Nie podchodzenie do Biblii dosłownie jest absurdem.
Nawet Gdyby Biblia była mniej precyzyjna z powyższych powodów, to np. wiek ziemi można już z dużą dokładnością, czyli co do ilości lat określić, np. pierwsze 2000 od Adama do Abrahama można wyliczyć z Księgi Rodzaju rozdział 5 i 11:
"(3) Adam żył sto trzydzieści lat i spłodził syna na swoje podobieństwo, na swój obraz, i nadał mu imię Set. (4) A dni Adama po spłodzeniu Seta było osiemset lat i spłodził synów i córki. (5) A tak wszystkich dni, które żył Adam, było dziewięćset trzydzieści lat i ...(...)32) A gdy Noe miał pięćset lat, spłodził Sema, Chama i Jafeta.".....(Rdz5) I
"(10) To są dzieje rodu Sema: Gdy Sem miał sto lat, spłodził Arpachszada, dwa lata po potopie. ......(26) Terach żył siedemdziesiąt lat i spłodził Abrama," (Rdz11)……
Cytuj:
Większość świata chrześcijańskiego czyli katolicy i większość Kościołów Reformacji odrzuca dosłowną interpretację Biblii i tezę jakoby świat liczył sobie ok. 6000 lat.
A ile świat liczy sobie lat według tych nie interpretujących dosłownie Biblię chrześcijan? I jak do tej konkluzji doszli?
P.S. Biblia jest na prawdę fascynującą "Książką", odkrywa przed nami tyle właściwości i tajemnic, nie tylko o samej sobie.
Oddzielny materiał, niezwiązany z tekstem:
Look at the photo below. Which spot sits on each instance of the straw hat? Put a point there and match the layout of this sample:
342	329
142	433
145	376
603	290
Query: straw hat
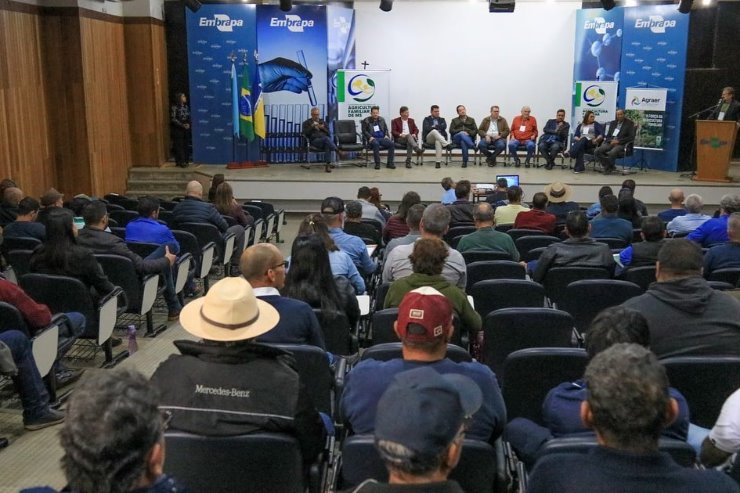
558	192
229	312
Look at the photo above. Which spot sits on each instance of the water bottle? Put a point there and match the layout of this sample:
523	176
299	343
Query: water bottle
133	346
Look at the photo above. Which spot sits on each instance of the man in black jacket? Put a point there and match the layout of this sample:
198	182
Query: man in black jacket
227	384
620	133
95	237
193	209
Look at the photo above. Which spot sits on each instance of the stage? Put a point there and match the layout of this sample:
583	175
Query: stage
297	189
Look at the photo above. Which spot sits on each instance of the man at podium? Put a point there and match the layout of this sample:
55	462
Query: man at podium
728	109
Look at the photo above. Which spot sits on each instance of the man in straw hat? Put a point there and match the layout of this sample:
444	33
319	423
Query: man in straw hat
559	203
228	385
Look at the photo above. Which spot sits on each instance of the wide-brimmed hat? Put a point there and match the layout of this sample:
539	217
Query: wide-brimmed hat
229	312
558	192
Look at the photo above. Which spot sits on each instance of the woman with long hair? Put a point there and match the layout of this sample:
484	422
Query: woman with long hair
340	262
227	205
217	179
310	279
396	225
61	255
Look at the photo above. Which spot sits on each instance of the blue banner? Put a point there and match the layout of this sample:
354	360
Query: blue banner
215	34
655	41
598	45
293	55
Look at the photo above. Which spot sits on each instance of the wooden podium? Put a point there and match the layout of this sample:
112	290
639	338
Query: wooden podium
715	141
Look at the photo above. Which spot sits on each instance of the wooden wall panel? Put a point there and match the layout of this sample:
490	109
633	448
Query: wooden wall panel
25	143
106	103
146	70
65	94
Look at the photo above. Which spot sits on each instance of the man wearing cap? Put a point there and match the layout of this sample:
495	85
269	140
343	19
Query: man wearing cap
333	210
418	447
49	201
435	222
226	384
424	326
264	267
628	405
558	196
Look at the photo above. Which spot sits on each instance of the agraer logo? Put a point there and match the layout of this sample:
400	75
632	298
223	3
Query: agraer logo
361	88
656	23
222	22
594	95
598	24
294	23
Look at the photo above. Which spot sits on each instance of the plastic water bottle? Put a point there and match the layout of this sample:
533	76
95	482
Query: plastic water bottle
133	346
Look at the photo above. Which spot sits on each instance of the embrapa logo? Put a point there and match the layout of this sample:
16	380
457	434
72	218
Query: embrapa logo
294	23
656	23
222	22
598	24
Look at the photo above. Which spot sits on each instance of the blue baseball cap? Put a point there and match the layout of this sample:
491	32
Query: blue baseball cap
423	410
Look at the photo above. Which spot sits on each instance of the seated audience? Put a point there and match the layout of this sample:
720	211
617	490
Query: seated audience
193	209
428	259
333	210
217	179
228	319
677	209
723	440
506	214
113	438
461	210
396	226
715	230
561	408
340	261
500	194
425	327
595	208
691	220
25	224
310	279
608	224
685	315
726	255
9	206
227	205
354	226
369	210
448	196
413	218
558	195
628	404
420	448
537	217
62	255
264	267
95	237
434	224
579	250
485	236
34	398
645	252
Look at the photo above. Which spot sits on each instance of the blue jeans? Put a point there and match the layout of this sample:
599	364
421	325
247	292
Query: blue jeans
170	297
383	143
465	142
326	145
34	397
514	145
498	147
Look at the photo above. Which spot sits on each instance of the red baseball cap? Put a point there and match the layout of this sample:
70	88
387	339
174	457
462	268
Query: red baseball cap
424	315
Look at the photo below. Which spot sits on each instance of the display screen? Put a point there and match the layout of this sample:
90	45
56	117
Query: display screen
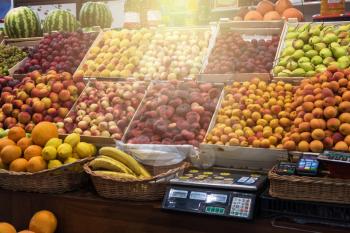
216	198
175	193
198	196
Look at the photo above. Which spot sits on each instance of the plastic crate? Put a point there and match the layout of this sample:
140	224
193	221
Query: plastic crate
270	206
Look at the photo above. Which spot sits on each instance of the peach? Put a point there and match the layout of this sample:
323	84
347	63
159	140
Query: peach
318	134
304	127
309	98
38	106
308	106
344	106
334	86
316	146
344	129
265	143
341	146
328	142
347	140
289	145
303	146
305	136
308	117
284	122
57	87
333	124
343	83
319	103
64	95
317	112
295	137
337	137
24	117
329	101
330	112
297	121
345	117
318	124
326	92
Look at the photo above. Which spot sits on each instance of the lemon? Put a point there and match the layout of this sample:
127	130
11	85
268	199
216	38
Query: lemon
49	153
55	142
54	163
64	151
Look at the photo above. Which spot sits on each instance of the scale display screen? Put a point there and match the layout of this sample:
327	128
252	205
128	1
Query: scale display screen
200	196
175	193
219	198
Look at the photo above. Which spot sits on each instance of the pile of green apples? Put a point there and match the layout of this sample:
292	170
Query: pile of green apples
310	48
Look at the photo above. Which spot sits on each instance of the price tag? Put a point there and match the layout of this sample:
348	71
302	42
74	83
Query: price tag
132	17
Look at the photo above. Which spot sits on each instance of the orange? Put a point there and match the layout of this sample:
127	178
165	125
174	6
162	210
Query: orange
7	228
5	142
16	133
32	151
10	153
43	132
36	164
43	222
24	143
19	165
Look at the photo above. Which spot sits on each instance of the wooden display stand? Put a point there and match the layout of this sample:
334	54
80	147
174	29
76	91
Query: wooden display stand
84	212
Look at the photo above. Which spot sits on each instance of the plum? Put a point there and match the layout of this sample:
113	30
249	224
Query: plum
167	141
160	126
188	135
182	109
193	117
175	102
165	111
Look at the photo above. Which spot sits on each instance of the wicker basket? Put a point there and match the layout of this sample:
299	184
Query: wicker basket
134	190
59	180
322	189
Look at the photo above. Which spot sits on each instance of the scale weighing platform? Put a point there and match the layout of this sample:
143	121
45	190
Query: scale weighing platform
219	192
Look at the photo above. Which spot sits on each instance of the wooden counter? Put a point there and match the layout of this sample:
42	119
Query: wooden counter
84	212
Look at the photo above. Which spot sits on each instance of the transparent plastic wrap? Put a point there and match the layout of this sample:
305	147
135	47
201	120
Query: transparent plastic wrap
158	155
157	144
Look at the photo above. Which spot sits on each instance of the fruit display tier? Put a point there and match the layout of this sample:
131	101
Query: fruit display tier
306	49
159	54
238	51
104	109
10	57
59	51
174	113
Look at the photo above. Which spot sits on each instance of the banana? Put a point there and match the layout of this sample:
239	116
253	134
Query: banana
128	160
104	162
115	174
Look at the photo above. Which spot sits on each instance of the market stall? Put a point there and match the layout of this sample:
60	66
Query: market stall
242	123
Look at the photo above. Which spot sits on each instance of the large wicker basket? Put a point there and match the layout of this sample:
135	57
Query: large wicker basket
322	189
135	190
59	180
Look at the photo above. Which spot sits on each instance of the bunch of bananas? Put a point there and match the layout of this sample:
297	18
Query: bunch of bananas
118	164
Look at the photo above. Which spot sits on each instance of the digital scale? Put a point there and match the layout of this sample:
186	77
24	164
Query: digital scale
218	192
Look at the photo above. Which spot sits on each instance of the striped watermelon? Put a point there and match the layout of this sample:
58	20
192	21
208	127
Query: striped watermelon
95	14
60	20
22	22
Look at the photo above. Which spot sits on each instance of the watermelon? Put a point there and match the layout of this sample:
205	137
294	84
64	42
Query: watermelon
60	20
22	22
95	14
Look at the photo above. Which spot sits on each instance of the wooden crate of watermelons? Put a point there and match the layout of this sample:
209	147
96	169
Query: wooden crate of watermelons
42	162
118	175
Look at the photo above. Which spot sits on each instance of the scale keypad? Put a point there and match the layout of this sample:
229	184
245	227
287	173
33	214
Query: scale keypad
240	207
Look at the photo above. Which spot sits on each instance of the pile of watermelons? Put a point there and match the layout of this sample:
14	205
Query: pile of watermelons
23	22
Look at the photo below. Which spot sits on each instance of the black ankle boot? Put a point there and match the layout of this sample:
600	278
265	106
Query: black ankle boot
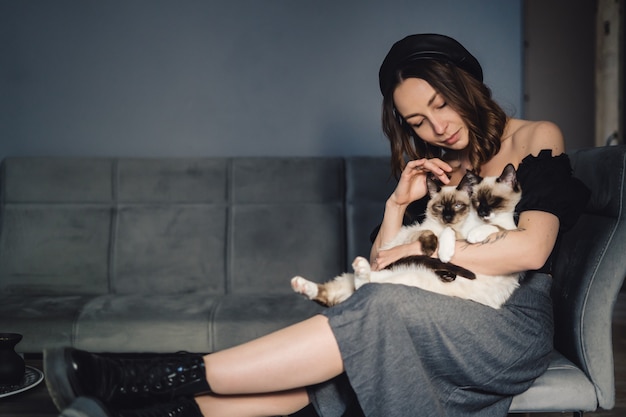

Jeżeli ktoś wierzy, że jest ono Słowem od Boga, to nie może być tylko zwykłą powieścią wielu stylów literackich, coś musi się za tym kryć więcej...... kwestia tylko to zbadać........
"Szukajcie, a znajdziecie"(Mt);
"Wszystko badajcie,"(Tes) a Bóg da się poznać.